The Clinton/Gore '96 campaign, which acknowledges that Generation X was a key element of its strategy in 1992, has yet to move into gear this time. But since his January State of the Union Address, Mr. Clinton -- who dubbed himself "the comeback kid" in 1992 -- is positioning himself as the defender of education, the environment and reproductive rights, while painting Republicans as extremists.
How young people will react to these overtures is difficult to predict. Random interviews of young people reveal political attitudes ranging from half-hearted to slack.
Mike Martin, a 25-year-old assistant manager at Horizon Cycles in Baltimore, complains that "while the candidates try to out-conservative each other, the issues important to young people go ignored, even as the votes of smaller special-interest groups are pursued."
If the candidates want to win the loyalty of young voters, Mr. Martin suggests, "they should forget the family values thing" and "stick to an agenda of problems they could actually help solve."
Other twentysomethings complain that in the absence of a compelling independent presidential candidate or someone new to the presidential scene, like Colin L. Powell, they don't know for whom -- or whether -- they will vote.
"I'm really not into the election," says Heidi Angel, 26, an accountant from Severna Park. "I'm a Democrat, and I usually look to that candidate. But Clinton hasn't lived up to all my expectations, and nobody grabs me in the Republican Party. Their platform seems so extreme."
"Twenty years ago," notes James Gimpel, a political science professor at the University of Maryland, "young people were full of romance about what the government could solve. But the romance is gone. This is a very paranoid, very self-interested generation, really hustling to carve out a piece of the American dream for themselves."

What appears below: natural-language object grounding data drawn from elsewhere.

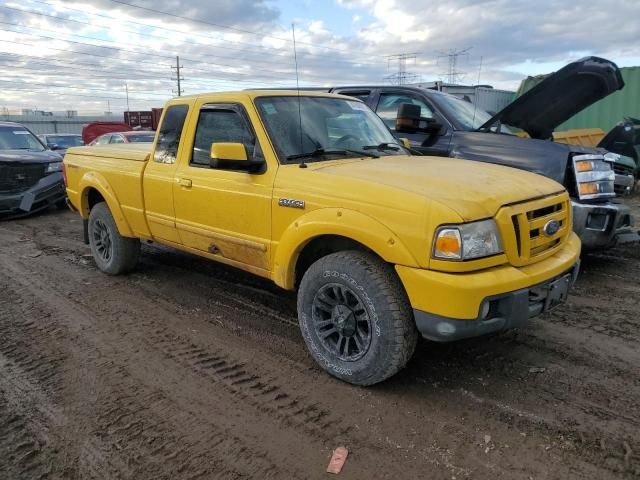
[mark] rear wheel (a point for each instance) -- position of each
(355, 317)
(113, 253)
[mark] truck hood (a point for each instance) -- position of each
(560, 96)
(25, 156)
(474, 190)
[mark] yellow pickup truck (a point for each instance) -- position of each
(313, 192)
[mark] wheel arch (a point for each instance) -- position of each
(330, 230)
(95, 188)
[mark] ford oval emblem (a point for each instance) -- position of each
(551, 228)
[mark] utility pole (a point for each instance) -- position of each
(178, 77)
(452, 55)
(402, 76)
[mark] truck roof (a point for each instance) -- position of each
(259, 93)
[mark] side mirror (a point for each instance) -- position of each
(410, 121)
(233, 156)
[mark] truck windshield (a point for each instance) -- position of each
(18, 138)
(65, 141)
(465, 115)
(331, 128)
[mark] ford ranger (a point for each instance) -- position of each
(313, 192)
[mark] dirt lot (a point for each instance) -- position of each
(186, 369)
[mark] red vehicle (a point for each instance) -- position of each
(124, 137)
(93, 130)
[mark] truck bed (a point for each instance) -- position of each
(120, 169)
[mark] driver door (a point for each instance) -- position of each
(224, 213)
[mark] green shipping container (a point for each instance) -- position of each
(606, 113)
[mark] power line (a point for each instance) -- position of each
(135, 76)
(226, 42)
(178, 78)
(88, 89)
(277, 74)
(402, 76)
(452, 55)
(227, 27)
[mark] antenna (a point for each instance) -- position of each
(295, 58)
(475, 94)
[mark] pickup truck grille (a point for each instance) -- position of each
(624, 178)
(620, 169)
(19, 177)
(523, 228)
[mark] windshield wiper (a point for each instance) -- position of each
(318, 152)
(393, 147)
(383, 146)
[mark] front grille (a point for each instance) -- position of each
(621, 169)
(624, 178)
(523, 228)
(19, 177)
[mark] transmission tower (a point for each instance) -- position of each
(402, 76)
(453, 74)
(178, 78)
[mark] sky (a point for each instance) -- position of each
(85, 55)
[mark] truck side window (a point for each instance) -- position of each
(170, 133)
(220, 125)
(359, 94)
(389, 104)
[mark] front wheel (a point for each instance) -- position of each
(113, 253)
(355, 317)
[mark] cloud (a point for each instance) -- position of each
(71, 50)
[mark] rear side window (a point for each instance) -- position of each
(359, 94)
(170, 134)
(220, 124)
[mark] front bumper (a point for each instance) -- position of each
(505, 311)
(599, 225)
(48, 191)
(459, 297)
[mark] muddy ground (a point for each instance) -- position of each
(186, 369)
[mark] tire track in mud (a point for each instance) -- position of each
(600, 451)
(257, 394)
(123, 422)
(201, 359)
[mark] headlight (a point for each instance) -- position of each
(54, 167)
(467, 241)
(594, 176)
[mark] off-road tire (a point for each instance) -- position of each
(123, 252)
(375, 284)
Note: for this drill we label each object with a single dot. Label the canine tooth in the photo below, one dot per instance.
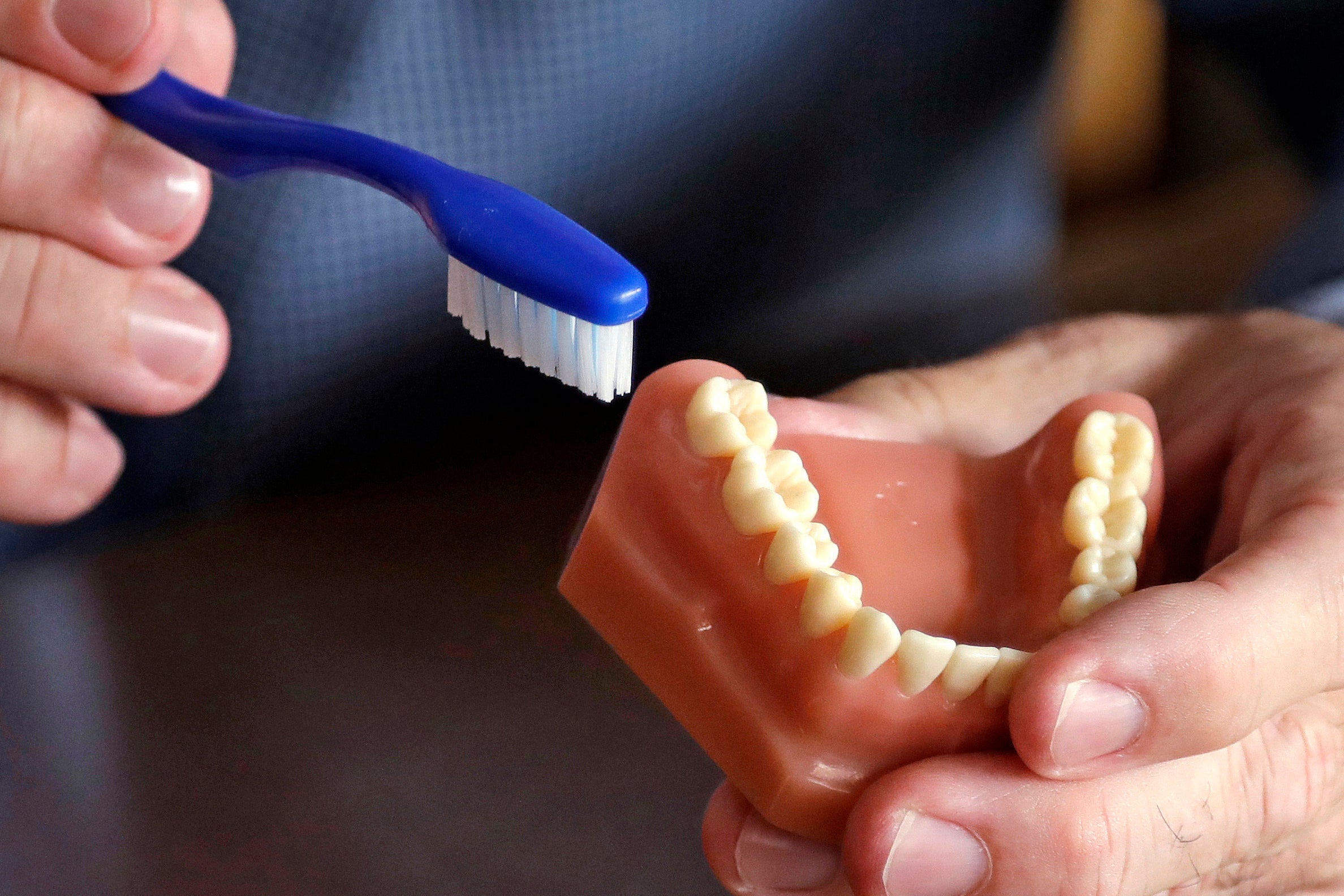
(921, 660)
(726, 416)
(1093, 446)
(1105, 565)
(830, 604)
(1084, 523)
(873, 640)
(967, 671)
(1005, 675)
(1134, 453)
(1125, 523)
(764, 490)
(1085, 601)
(798, 551)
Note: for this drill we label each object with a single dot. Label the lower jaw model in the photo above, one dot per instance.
(819, 609)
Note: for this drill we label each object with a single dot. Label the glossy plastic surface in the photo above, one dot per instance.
(956, 546)
(495, 229)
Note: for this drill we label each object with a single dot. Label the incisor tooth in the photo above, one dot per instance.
(830, 602)
(726, 416)
(1003, 678)
(1085, 601)
(1134, 453)
(764, 490)
(1105, 565)
(1125, 523)
(920, 660)
(1084, 523)
(1093, 446)
(873, 640)
(967, 671)
(799, 550)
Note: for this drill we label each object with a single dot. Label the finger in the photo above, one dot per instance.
(955, 824)
(203, 53)
(101, 46)
(1187, 668)
(57, 458)
(752, 856)
(140, 342)
(72, 171)
(963, 405)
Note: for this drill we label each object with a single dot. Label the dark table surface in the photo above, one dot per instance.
(370, 692)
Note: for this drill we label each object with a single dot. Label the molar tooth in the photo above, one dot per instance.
(727, 416)
(1093, 446)
(967, 671)
(1085, 601)
(1125, 523)
(798, 551)
(1105, 565)
(830, 604)
(1003, 678)
(1084, 523)
(873, 640)
(1134, 453)
(921, 660)
(764, 490)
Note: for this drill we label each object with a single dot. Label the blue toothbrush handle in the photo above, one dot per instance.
(495, 229)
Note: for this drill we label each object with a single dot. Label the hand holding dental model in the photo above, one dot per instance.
(1230, 678)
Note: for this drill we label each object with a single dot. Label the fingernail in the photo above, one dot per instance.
(773, 859)
(173, 334)
(93, 454)
(147, 186)
(104, 30)
(1095, 719)
(933, 858)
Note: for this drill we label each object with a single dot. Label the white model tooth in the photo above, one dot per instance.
(1093, 446)
(1105, 565)
(1125, 523)
(1084, 524)
(1085, 601)
(1005, 675)
(921, 660)
(1134, 453)
(726, 416)
(967, 671)
(799, 550)
(791, 481)
(764, 490)
(830, 602)
(873, 640)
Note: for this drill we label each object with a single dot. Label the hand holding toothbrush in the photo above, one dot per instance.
(91, 210)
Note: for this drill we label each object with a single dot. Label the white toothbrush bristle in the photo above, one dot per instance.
(595, 359)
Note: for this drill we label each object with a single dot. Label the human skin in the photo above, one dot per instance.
(1234, 782)
(945, 543)
(91, 210)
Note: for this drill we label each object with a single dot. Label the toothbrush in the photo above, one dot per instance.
(520, 274)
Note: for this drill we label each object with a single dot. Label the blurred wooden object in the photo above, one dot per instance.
(1113, 96)
(1178, 184)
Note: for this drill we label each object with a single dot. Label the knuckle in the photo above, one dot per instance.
(1288, 774)
(26, 268)
(1097, 851)
(22, 116)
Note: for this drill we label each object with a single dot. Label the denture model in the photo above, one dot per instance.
(819, 609)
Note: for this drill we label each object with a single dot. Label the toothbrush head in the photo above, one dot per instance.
(593, 357)
(537, 285)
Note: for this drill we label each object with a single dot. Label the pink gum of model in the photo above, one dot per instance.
(948, 544)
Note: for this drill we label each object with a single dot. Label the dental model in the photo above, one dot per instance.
(819, 609)
(768, 490)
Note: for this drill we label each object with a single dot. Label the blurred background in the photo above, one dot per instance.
(324, 654)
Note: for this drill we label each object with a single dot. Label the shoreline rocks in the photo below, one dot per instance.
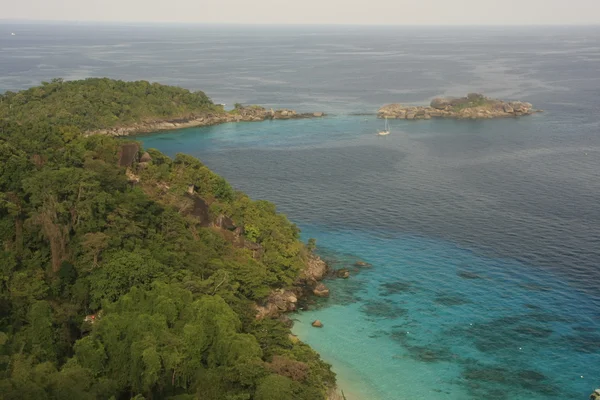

Jeff Brodsky, 22, a pollster, says the Republicans have limited appeal among young audiences. And Mr. Clinton hasn't done enough campaigning, he says.
"When they visit colleges, [candidates] invite the press and deliver their stump speeches over and over," he says. "It turns students off. They should leave the cameras and the press behind sit down with students and ask them what they think."
If the campaigns continue to ignore young voters, he suggests, " you'll find more young people in the library or hitting the bars than hitting the voting booths."
Kerry A. White is a contributing writer who works in The Sun's Washington Bureau.